Butera is spearheading the program with Wes Wynens, director of the Leadership Education and Development Programs for Student Affairs and an adjunct professor in Tech’s School of Public Policy. Michael Macmillan, AE 11, served as assistant director during the early planning stages.
Grand Challenges students will occupy Howell Residence Hall on East Campus, determining their own community structure and governance policies. Collaboration will be the main focus of both residential life and the program’s two required courses.
In the fall, Wynens will helm a class aimed at developing the personal and interpersonal skills necessary for effective teamwork, taking an objective look at what makes healthy group dynamics and how to correct unhealthy ones. In the spring, Butera will help students put that knowledge to work via team projects focusing on big-picture issues. In lieu of a final exam, the groups will present pitches for funding to continue their work, earning grant money for travel or further research.

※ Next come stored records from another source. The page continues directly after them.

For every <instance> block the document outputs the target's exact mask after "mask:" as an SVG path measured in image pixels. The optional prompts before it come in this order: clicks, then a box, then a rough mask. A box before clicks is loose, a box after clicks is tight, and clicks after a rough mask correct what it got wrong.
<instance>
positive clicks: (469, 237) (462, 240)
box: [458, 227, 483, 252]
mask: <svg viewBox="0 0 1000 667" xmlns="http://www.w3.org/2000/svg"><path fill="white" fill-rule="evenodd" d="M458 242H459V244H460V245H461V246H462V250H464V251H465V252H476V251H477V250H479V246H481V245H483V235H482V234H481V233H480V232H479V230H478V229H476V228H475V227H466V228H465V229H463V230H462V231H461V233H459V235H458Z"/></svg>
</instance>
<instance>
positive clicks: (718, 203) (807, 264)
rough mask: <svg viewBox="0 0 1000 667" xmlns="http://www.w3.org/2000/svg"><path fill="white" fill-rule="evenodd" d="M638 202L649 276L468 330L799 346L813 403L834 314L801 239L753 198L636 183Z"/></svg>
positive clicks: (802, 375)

Butera has recruited at least 20 other Tech faculty members to lend their expertise. Each has pledged to drop by Howell twice a month for lunch with the Grand Challenges teams, but Butera hopes they’ll do more. The idea is to give students and professors the opportunity to make organic connections and split into interest groups, breaking down the barriers between faculty and students.
That’s just one of the ways the program models itself on the first goal of Tech’s Strategic Plan—to be among the most highly respected technology-focused learning institutions in the world—by enriching student experience, innovating instruction methods and developing the campus as a vibrant environment for living, working and playing.
The participants were all hand-picked from upwards of 2,500 accepted students. “A lot of people who don’t necessarily look good on paper are really successful here at Tech,” Macmillan says. “So even if they didn’t have a great score on their SAT or on their leadership involvement, there was still a really good chance that the activities that they did in high school matched up perfectly with the goals of the program.”
Before the Grand Challenges first-years had flipped the tassels of their high school graduation caps, many of them were already working to shape their new community at Tech, making introductions and hatching plans on the program’s Facebook page. By early summer, they were organizing group outings and a lending library.
The future classmates also sent Macmillan off in search of a piano—many of the incoming students play, or would like to learn. He found one, though he hasn’t quite figured out where they’re going to put it. That’s one of many questions the program will face during its first year—one of its own “grand challenges.” Another: What will the second year look like? Once a new freshman class is recruited, what of their predecessors’ legacy will prove useful, and what will be chucked?
Butera and Wynens hope to recruit some members of this year’s inaugural class as peer leaders for the 2013-14 group, but other than that, they’re not sure. And that’s almost the whole point. It’s the students who will shape the Grand Challenges program, make it great and propel it onward. It’s all in their hands—much like the future of the world itself.